A senior Ukrainian presidential aide has told the BBC that between 100 and 200 Ukrainian troops are being killed on the front line every day.
Mykhaylo Podolyak said Ukraine needed hundreds of Western artillery systems to level the playing field with Russia in the eastern Donbas region.
He also said Kyiv is not ready to resume peace talks with Moscow.
Ukrainian troops are under relentless bombardment as Russian forces attempt to take control of the whole of Donbas.
“The Russian forces have thrown pretty much everything non-nuclear at the front and that includes heavy artillery, multiple rocket launch systems and aviation,” Mr Podolyak said.
He repeated Ukraine’s appeal for more weapons from the West, saying that the “complete lack of parity” between the Russian and Ukrainian armies was the reason for Ukraine’s heavy casualty rate.
“Our demands for artillery are not just some kind of whim… but an objective need when it comes to the situation on the battlefield,” he said, adding that Ukraine needs 150 to 300 rocket launch systems to match Russia – a much higher number than it has received so far.
Mr Podolyak also said peace talks could only resume if Russia surrendered the territory it had gained since it invaded on 24 February.

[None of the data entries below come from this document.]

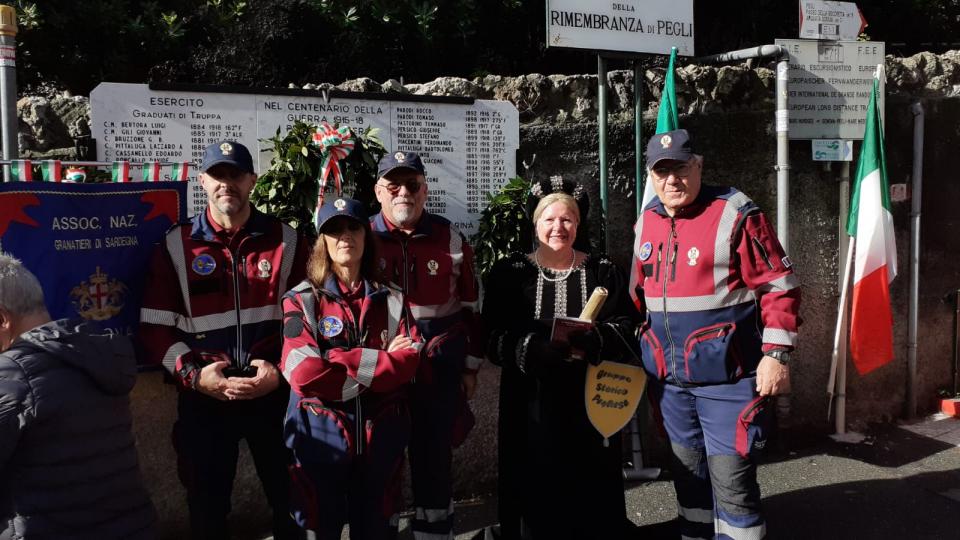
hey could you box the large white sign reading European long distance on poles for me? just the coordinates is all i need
[776,39,884,140]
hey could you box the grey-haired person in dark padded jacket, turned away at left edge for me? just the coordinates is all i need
[0,253,157,540]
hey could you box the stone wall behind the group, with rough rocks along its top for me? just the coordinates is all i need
[18,51,960,538]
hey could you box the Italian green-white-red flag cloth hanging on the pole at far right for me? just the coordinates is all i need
[847,73,897,375]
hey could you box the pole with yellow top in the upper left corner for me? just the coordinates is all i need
[0,6,19,182]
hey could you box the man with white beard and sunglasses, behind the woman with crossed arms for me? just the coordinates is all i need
[372,152,482,540]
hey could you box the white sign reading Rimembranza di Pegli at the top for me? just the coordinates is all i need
[547,0,693,56]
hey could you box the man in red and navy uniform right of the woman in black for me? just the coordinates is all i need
[630,129,800,539]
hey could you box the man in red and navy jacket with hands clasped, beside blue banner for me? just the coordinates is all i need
[139,141,308,539]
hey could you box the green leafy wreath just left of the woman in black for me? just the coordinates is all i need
[471,177,532,276]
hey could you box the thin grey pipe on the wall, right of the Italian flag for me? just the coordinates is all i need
[907,101,924,418]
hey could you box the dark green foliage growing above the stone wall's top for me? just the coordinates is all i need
[7,0,960,94]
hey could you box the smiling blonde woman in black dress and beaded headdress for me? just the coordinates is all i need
[482,177,638,540]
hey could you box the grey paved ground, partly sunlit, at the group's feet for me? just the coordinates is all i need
[388,417,960,540]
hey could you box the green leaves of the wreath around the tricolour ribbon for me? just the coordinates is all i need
[250,121,385,236]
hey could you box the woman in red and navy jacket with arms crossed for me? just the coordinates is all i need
[281,198,420,540]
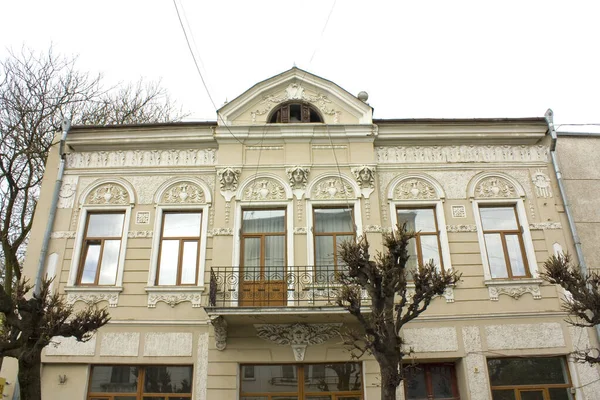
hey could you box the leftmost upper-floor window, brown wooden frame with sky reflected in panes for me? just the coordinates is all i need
[77,212,125,285]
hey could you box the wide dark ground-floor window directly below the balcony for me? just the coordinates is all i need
[240,363,363,400]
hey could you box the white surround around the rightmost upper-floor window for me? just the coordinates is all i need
[472,199,539,285]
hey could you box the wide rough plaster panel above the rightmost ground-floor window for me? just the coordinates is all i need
[485,322,565,350]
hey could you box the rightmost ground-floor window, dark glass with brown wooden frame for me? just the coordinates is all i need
[488,357,573,400]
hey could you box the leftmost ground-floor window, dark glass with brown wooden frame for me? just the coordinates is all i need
[87,365,192,400]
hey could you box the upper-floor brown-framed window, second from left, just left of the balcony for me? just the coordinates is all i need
[156,211,202,285]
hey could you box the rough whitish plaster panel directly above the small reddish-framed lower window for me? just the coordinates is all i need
[403,327,458,353]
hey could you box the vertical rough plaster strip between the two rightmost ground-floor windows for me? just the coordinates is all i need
[462,326,490,400]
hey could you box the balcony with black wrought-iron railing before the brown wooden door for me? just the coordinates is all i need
[206,265,368,322]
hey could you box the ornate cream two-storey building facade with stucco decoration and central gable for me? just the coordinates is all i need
[17,68,600,400]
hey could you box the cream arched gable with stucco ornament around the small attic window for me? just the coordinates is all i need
[218,67,373,125]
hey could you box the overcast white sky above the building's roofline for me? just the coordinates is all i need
[0,0,600,130]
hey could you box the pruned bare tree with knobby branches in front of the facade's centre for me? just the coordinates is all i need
[337,226,461,400]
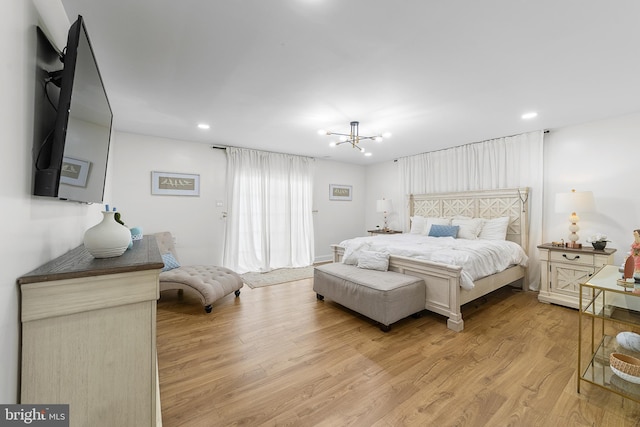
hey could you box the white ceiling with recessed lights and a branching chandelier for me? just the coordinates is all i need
[62,0,640,164]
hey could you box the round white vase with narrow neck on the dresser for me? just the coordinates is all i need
[84,212,131,258]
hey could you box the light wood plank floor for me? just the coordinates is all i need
[157,279,640,427]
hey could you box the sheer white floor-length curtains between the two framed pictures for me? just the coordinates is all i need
[223,147,314,273]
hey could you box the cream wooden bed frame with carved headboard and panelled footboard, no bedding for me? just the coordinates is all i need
[332,188,529,331]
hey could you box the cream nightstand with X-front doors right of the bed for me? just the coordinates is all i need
[538,243,616,308]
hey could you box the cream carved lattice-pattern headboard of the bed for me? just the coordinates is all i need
[409,187,529,252]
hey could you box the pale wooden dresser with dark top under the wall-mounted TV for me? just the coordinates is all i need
[18,236,163,427]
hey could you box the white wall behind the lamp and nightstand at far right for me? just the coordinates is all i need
[542,113,640,264]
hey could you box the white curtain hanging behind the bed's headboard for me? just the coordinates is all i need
[398,131,544,290]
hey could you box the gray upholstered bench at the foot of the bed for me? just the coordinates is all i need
[313,262,426,332]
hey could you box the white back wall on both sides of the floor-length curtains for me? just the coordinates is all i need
[109,132,366,265]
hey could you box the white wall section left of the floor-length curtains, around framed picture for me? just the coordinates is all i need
[109,132,226,265]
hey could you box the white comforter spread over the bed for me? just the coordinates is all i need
[340,233,528,289]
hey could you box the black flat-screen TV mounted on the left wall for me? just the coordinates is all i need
[33,16,113,203]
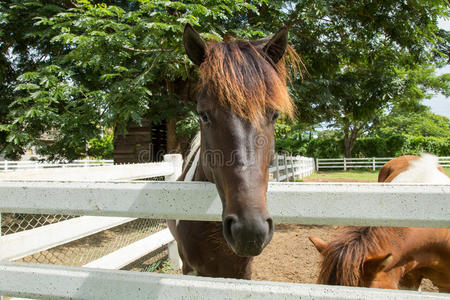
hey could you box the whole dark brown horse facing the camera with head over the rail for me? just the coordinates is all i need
[168,24,294,279]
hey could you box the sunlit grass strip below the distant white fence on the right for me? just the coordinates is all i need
[300,167,450,182]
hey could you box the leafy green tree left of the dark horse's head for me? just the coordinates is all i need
[1,0,280,159]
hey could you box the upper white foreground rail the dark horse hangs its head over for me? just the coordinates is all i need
[0,182,450,227]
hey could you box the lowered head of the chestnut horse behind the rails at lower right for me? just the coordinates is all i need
[309,227,400,289]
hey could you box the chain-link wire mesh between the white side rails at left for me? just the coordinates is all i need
[0,176,169,271]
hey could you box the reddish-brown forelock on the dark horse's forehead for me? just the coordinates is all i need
[199,41,298,123]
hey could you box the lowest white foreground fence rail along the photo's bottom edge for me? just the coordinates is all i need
[0,263,450,300]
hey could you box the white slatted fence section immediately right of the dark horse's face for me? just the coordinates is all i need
[269,154,315,181]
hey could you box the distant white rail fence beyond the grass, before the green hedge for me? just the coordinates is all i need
[316,156,450,171]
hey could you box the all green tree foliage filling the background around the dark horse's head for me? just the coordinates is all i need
[0,0,450,159]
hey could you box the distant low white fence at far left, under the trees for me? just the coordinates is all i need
[0,159,114,171]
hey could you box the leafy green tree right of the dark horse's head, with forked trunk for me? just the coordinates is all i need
[288,0,450,157]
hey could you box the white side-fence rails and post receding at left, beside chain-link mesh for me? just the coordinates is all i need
[0,154,182,269]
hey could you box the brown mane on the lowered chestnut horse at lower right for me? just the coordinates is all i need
[318,226,402,286]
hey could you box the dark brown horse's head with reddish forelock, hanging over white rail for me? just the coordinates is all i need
[184,24,294,256]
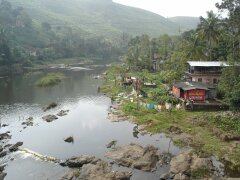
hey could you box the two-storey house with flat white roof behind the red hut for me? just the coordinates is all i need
[185,61,229,85]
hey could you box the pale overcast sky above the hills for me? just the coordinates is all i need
[113,0,221,17]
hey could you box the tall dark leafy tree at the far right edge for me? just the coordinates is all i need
[216,0,240,110]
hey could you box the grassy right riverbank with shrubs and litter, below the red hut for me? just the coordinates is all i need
[101,65,240,174]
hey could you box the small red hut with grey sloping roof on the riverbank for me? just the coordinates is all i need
[172,82,210,101]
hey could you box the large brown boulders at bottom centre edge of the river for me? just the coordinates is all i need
[60,141,161,180]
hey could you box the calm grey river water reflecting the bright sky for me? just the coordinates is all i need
[0,69,188,180]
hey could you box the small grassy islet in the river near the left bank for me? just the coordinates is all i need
[36,73,66,87]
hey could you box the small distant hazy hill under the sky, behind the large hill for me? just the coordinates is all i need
[168,16,200,32]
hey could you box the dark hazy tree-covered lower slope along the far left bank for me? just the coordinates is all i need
[0,0,128,66]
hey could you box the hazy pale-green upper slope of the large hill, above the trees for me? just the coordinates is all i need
[9,0,196,36]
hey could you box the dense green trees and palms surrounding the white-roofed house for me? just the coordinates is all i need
[125,0,240,109]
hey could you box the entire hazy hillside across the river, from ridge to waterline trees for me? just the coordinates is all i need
[0,0,199,66]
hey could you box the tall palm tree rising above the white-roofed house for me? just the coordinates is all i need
[197,11,221,60]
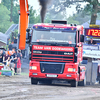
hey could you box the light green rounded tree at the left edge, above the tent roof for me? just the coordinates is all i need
[0,4,13,33]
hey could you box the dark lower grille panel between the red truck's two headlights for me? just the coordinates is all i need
[40,62,65,74]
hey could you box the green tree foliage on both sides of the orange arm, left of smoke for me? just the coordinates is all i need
[0,0,41,33]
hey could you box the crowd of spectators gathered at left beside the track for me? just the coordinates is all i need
[0,48,22,75]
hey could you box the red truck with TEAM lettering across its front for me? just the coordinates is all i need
[29,21,86,87]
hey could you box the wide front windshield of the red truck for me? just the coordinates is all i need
[32,30,76,44]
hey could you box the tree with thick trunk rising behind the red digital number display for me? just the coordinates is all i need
[51,0,100,24]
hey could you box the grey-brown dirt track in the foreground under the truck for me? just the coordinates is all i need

Mr Podolyak’s suggestion that 100 to 200 Ukrainian soldiers are dying each day is higher than previous estimates. On Thursday, Ukraine’s Defence Minister, Oleksii Reznikov, said Ukraine was losing 100 soldiers a day, and 500 more were injured.
The differing casualty figures are a sign of how difficult it is to get precise information from the battlefield.

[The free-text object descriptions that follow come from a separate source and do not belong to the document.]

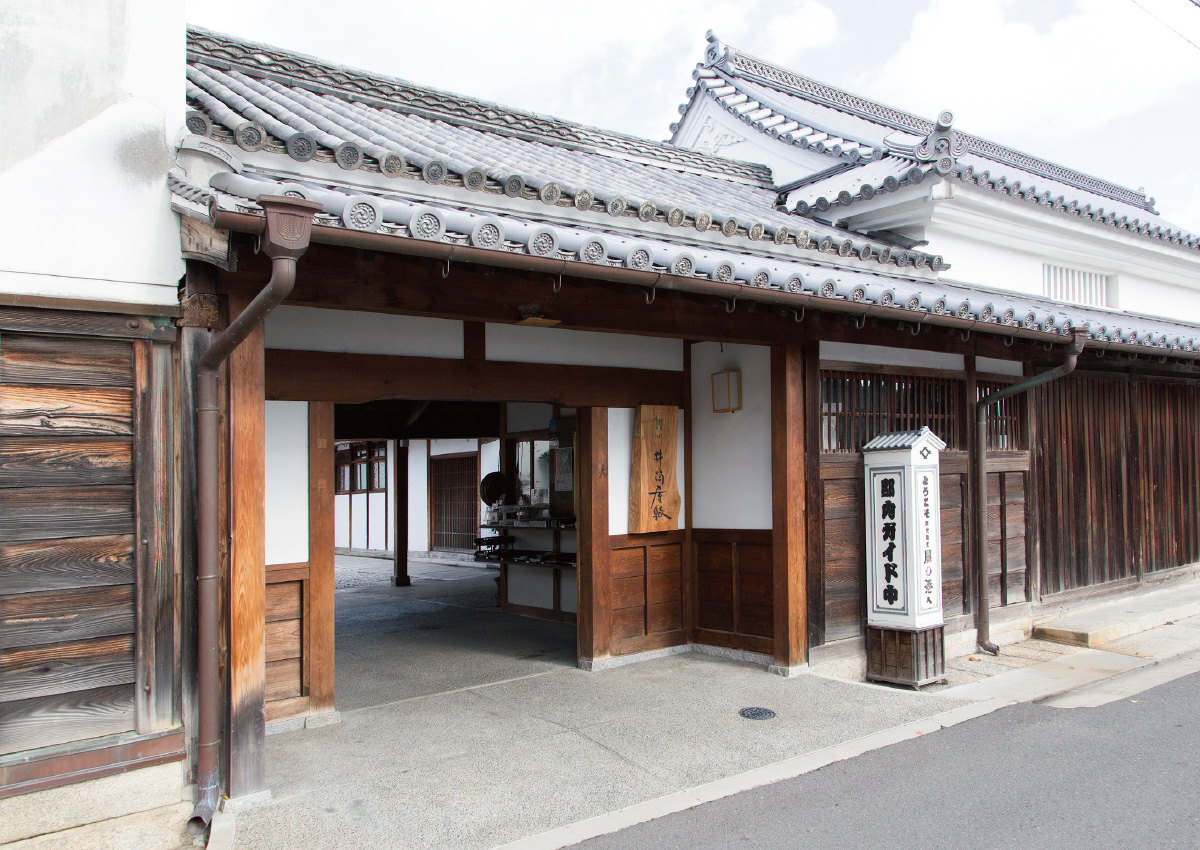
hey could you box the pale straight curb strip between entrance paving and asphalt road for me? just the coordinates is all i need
[492,699,1012,850]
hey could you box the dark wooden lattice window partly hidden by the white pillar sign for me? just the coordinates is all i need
[821,370,965,451]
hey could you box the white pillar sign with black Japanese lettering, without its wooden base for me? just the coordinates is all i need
[863,427,946,630]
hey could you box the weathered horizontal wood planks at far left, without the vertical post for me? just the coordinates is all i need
[0,334,137,753]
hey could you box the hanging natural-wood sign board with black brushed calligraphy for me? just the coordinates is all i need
[629,405,680,534]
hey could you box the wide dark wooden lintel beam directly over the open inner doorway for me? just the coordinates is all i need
[266,349,684,407]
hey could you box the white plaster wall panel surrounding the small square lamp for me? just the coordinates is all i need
[691,342,772,528]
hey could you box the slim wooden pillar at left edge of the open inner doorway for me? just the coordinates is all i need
[305,401,334,713]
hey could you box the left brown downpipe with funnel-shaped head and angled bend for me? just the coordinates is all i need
[187,196,320,836]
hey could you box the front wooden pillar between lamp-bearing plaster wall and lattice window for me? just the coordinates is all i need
[770,343,809,672]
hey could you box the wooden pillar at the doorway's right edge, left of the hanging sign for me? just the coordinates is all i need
[575,407,612,670]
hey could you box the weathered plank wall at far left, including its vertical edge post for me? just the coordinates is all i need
[0,326,179,755]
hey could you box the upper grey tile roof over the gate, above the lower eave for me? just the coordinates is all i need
[186,30,944,269]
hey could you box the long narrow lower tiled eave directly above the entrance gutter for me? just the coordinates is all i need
[168,172,1200,360]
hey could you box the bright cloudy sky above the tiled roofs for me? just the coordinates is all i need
[187,0,1200,233]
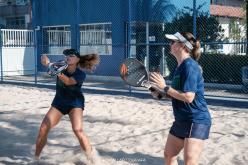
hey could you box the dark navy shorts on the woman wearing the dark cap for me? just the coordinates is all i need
[51,97,84,115]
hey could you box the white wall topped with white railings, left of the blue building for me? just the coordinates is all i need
[0,29,35,76]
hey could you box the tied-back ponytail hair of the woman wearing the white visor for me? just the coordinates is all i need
[181,32,201,61]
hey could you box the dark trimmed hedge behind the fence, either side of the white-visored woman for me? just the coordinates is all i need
[166,54,248,84]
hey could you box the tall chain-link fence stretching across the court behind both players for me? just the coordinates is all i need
[0,0,248,95]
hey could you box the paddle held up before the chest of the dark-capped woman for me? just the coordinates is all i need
[47,61,68,76]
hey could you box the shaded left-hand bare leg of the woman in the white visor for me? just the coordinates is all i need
[164,134,184,165]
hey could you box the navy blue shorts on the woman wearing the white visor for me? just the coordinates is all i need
[170,121,211,140]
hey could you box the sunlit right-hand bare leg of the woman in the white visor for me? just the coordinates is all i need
[184,138,204,165]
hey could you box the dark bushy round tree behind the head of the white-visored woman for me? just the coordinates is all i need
[164,10,224,79]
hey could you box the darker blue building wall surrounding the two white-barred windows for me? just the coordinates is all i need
[33,0,134,76]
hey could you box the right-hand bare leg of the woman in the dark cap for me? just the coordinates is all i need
[69,108,92,156]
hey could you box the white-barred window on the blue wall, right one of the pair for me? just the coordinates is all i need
[80,23,112,55]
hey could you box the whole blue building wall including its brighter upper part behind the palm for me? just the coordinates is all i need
[32,0,210,76]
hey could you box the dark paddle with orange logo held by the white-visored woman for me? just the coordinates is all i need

Despite the heavy losses, Mr Reznikov claimed that a high number of Russian soldiers are also being killed.
“The Kremlin continues to press by sheer mass, stumbles, faces strong rebuffs and suffers huge casualties,” Mr Reznikov said. “But yet still has forces to advance in some parts of the front.”

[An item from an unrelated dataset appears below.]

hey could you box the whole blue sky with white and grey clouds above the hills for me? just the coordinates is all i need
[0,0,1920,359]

Similarly, Luhansk regional governor Sergei Gaidai said Russians were “dying like flies” but echoed Mr Podolyak’s claim that Ukraine is facing difficulties with a “catastrophic” lack of artillery.
Russian forces have concentrated their assault on the city of Severodonetsk. On Wednesday Mr Zelensky said “the fate of the Donbas is being decided there” and officials said it has been reduced to rubble by intense Russian artillery and missile barrages.
In addition to the frontline fighting, two Britons and a Moroccan man who fought for Ukraine’s armed forces were sentenced to death on Thursday by an unrecognised court in the so-called Donetsk People’s Republic.
They were found guilty of being mercenaries and of “taking action towards the violent seizure of power”.